A prescrição de Jardim Gonçalves

O banqueiro foi sancionado com uma coima de um milhão de euros e nove anos de inibição do exercício da actividade bancária. O procedimento prescreveu. Extinguiu-se pelo decurso do prazo legal. A sociedade sentiu-se.

Havia uma Justiça para ricos. Outra para pobres. Um dirigente partidário que, não há muito, propunha a criação de um tribunal especial para julgar grandes causas económico-financeiras, revoltou-se.

Não vale de nada falar nisso por esse ângulo. Em tudo é assim: uma coisa para ricos, outra para pobres. Saúde para uns, saúde para outros. Educação para uns, educação para outros.

O Governo, que santificou a austeridade para os outros, gasta dezenas e dezenas de milhões de euros por ano em assessoria jurídica de sociedades de advogados. Com aqueles êxitos conhecidos. Justiça de ricos.

Do processo, vale discutir quem, dos intervenientes processuais, com acção dolosa ou negligente, provocou a prescrição do procedimento. As causas desta.

O que se colhe da experiência chama-se falta de empenhamento dos mais diversos agentes da justiça. Desde as polícias aos tribunais, passando pelo Ministério Público.

Jardim Gonçalves limitou-se a exercer o direito de defesa. Aquela tarefa não tem dificuldade alguma. É analisar o processo. Ver onde esteve quieto. Diligências inúteis. Diligências a fazer de conta que o são. Ausência de empenhamento. Descuidos. Deixar correr. Estão a fazer disso uma tarefa hercúlea. Tão hercúlea que o banco e os juízes vão ser ouvidos na Assembleia da República.

Há questões que surgem logo. Por que esteve o processo anos e mais anos no banco? Para que serviram 680 mil euros inscritos para assessoria jurídica no caso BCP? Como andou mais anos e anos nos tribunais? Quem despendeu tanto tempo?

Depois, os prazos da prescrição. É crónico. Sempre que a sociedade se espanta com este ou aquele instituto jurídico, a comunidade jurídica e política despertam. Imputam desde logo responsabilidades à lei. Responsabilizar a lei equivale a desresponsabilizar os responsáveis. Que, no decurso do procedimento, a conhecem. Correm a alterá-la. Personalidades gradas envolvidas nos processos aceleram a voracidade legislativa do poder político.
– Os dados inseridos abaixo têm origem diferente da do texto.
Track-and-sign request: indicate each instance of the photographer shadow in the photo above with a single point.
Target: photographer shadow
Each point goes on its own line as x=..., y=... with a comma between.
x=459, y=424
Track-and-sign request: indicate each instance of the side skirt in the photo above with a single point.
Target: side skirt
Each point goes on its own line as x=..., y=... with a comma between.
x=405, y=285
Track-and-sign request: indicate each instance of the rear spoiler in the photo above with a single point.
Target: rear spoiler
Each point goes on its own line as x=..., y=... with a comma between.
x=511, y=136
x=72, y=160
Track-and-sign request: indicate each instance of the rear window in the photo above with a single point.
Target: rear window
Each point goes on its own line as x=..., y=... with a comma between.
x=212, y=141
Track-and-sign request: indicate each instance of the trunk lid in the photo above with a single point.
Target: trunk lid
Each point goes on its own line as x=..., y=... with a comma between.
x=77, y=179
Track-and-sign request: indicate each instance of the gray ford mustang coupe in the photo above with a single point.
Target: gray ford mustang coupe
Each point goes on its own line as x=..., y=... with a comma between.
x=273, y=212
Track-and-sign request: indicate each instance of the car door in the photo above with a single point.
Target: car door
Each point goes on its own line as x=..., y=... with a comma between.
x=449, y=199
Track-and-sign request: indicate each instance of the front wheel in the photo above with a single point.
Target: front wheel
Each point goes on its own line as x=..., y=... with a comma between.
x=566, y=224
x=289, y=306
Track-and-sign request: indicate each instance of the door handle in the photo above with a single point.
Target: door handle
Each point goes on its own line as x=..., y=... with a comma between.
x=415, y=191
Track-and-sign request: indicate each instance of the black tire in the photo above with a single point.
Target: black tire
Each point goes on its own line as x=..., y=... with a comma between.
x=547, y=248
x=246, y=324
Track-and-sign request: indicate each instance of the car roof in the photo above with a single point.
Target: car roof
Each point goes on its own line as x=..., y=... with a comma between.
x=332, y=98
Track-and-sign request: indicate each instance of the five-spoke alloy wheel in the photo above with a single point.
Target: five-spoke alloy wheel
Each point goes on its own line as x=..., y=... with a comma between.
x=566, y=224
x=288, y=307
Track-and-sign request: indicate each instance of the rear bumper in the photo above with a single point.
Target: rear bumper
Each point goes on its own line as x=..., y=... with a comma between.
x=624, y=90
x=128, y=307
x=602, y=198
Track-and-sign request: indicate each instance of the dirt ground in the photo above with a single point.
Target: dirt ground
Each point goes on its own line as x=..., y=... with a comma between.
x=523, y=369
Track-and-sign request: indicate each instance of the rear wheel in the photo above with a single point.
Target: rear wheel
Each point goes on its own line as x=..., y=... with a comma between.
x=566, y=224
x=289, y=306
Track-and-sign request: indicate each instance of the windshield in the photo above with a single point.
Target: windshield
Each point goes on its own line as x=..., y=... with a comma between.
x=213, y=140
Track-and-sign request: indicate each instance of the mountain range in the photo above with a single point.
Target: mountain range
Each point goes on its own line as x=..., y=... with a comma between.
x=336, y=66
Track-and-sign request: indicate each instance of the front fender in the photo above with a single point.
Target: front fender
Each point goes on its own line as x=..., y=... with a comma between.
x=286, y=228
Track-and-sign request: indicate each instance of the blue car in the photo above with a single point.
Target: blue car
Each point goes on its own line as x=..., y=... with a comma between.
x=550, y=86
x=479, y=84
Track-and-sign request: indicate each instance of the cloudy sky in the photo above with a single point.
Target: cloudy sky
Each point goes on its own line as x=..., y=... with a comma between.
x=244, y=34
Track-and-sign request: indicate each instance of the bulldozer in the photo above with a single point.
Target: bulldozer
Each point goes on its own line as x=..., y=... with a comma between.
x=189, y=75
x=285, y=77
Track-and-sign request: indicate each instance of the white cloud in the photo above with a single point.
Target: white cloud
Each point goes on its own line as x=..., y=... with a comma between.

É a “coerência do sistema jurídico”! O regime das contra-ordenações tem de harmonizar-se com o do direito penal. Vá a gente perceber que “coesão” se exige da área administrativa, como são as contra-ordenações, com a área penal.

Os fundamentos da prescrição são o esquecimento da transgressão, a desnecessidade de prevenir novas e a de evitar erros judiciários pelo afastamento dos factos praticados no tempo. Descobrem o mais fácil: alargar os prazos. À custa da paz jurídica dos arguidos. Num Estado de Direito, a sanção administrativa releva. Não acima de todos direitos individuais.

O poder político descobriu a “coerência do sistema”. Não lhe ocorreu antes. Legislam ao sabor da ressonância social deste ou outro processo. 

Não se dotam as entidades administrativas, onde decorrem a investigação e instrução das contra-ordenações, de meios e técnicos adequados. Nem os tribunais que decidem matérias sempre mais complexas. Publica-se um decreto-lei no Diário da República. A consciência política e social fica benzida.

Há uma Justiça para ricos. Outra para pobres. A dos ricos discute-se na Assembleia da República. Perturba e inspira alterações ao ordenamento jurídico.